11章
メヌイク通りを抜け、一人の男が赤いペンキで塗られた、外付けされた金属製の回り階段のあるビルを見上げた。彼にはそれは、ある種の菌類の秋になると決まって形作ることがプログラムされている生殖器を想像させた。
それは、いまでもコメールオル湿原には残されているだろう。そのキノコはデル・サカルナサスと呼ばれる毒物を高濃度に含んでいて、他者に食べられる事を拒むのだった。デル・サカルナサスの錠剤を彼はいつも持ち歩いていたのは、誰も知らない事実だった。もちろん、誰かを殺すためではなかった。
10分ほど歩いて、彼は自分のアパートの入り口の鍵を開けた。
そのドアに掛けられている、ネームプレートの下に隠れるようにしてもう一つ別の鍵が付けられていた。普通の鍵穴の持った鍵とは、別のということだ。
鍵穴は彼には消化器管の外側への露出を思い起こさせたので、好きにはなれなかった。彼の選んだ、半ば閉じられた口は、クローム塩化銀製の封印紋だった。彼はネームプレートを持ち上げて、それに手を延ばすと、造作もなく開けた。
その揺れているネームプレートには、ヘラムス・ストイカストルと黒く印字されていて、真新しく光っていた。それが、彼、へラムス・ストイカストルには好ましく思える、この部屋の唯一の理由だった。
ヘラムスは、部屋に入ると、バスルームに行き、洗面台のコックをひねった。水滴を帯びた、ガラスの中の顔を見詰めながら、コンタクトレンズを外した。彼が自分の肉体に触れていると感じる、唯一の瞬間だ。
それからヘラムスは、青く着色された、冷たい感触のピル・ケースを開けて、中の錠剤を一粒、舌先に乗せた。デル・サカルナサスがその中に数mg含まれているはずだったが、直接にそれを感じとることは出来なかった。

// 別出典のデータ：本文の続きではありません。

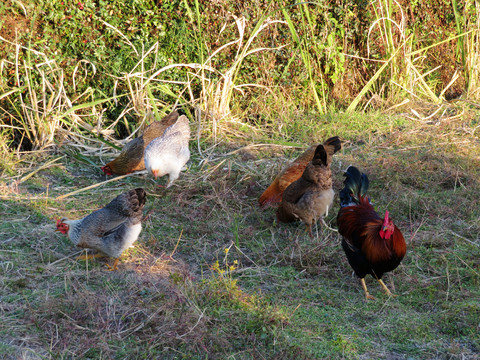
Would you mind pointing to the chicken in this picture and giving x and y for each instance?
(110, 230)
(373, 245)
(131, 157)
(309, 197)
(273, 194)
(168, 153)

「この私を生きることを強要する、ただ一つの物質なのにな。浸透していく意識が感じられない。無意識に私の傷ついた指の数を確認して楽しんでいるのか?」
彼はデル・サカルナサスを飲んだときに決まって表れる、ある種の貧血にも似た麻痺に備えて、ベッドに横になった。腕を後ろにまわし、なるべく、リラックスしようと試みる。彼は天井のコンクリートから、白いペンキが剥げ落ちそうになっている、1㎝四方を眺める。
彼は20数年体験し続けてきた、心地好い麻痺を楽しみながら、ロジア・エテルキフがどこかで、同じように目を覚ましたのを、微かに感じた。
しかし、彼はこれから4、5時間続くであろう、眠りに似たものに意識をくるまれていった。何層にも。彼は故郷と呼ばれていた所に、一度だけいた時の事を思い出した。それも今は毒の沼に完全に、飲み込まれてい為かもしれない。「コメールオルには二度と帰りたくはないな。しかし、もう一仕事終えてから、考えてみるのもいい。」
付けっ放しのテレビから流れ出ている、逮捕されたグリセル・ゴトルヒンの顔写真の繰り返し映し出されているブラウン管を視線の端に捕らえていた。無関心さを装った視線だった。
「あいつの言った通り、太ったオヤジだったな。だれも俺の本当の名前を知ることなど出来はしないんだ。俺が、グリセルだって分かる奴はいるはずはない。」
でも、あの時ロジアにだけは顔を見られたんじゃないのか?
俺は、ロジアの化けていた女の子を殺してみたいのかもしれない。
グリセルは目をつぶって思い出していた。思い出すことで自分の事を痛めつけているのが分かるときが来るのだろうか。
デル・サカルナサスに間い掛けるのを彼は決めていた。半ば返事がないのを期待してだ。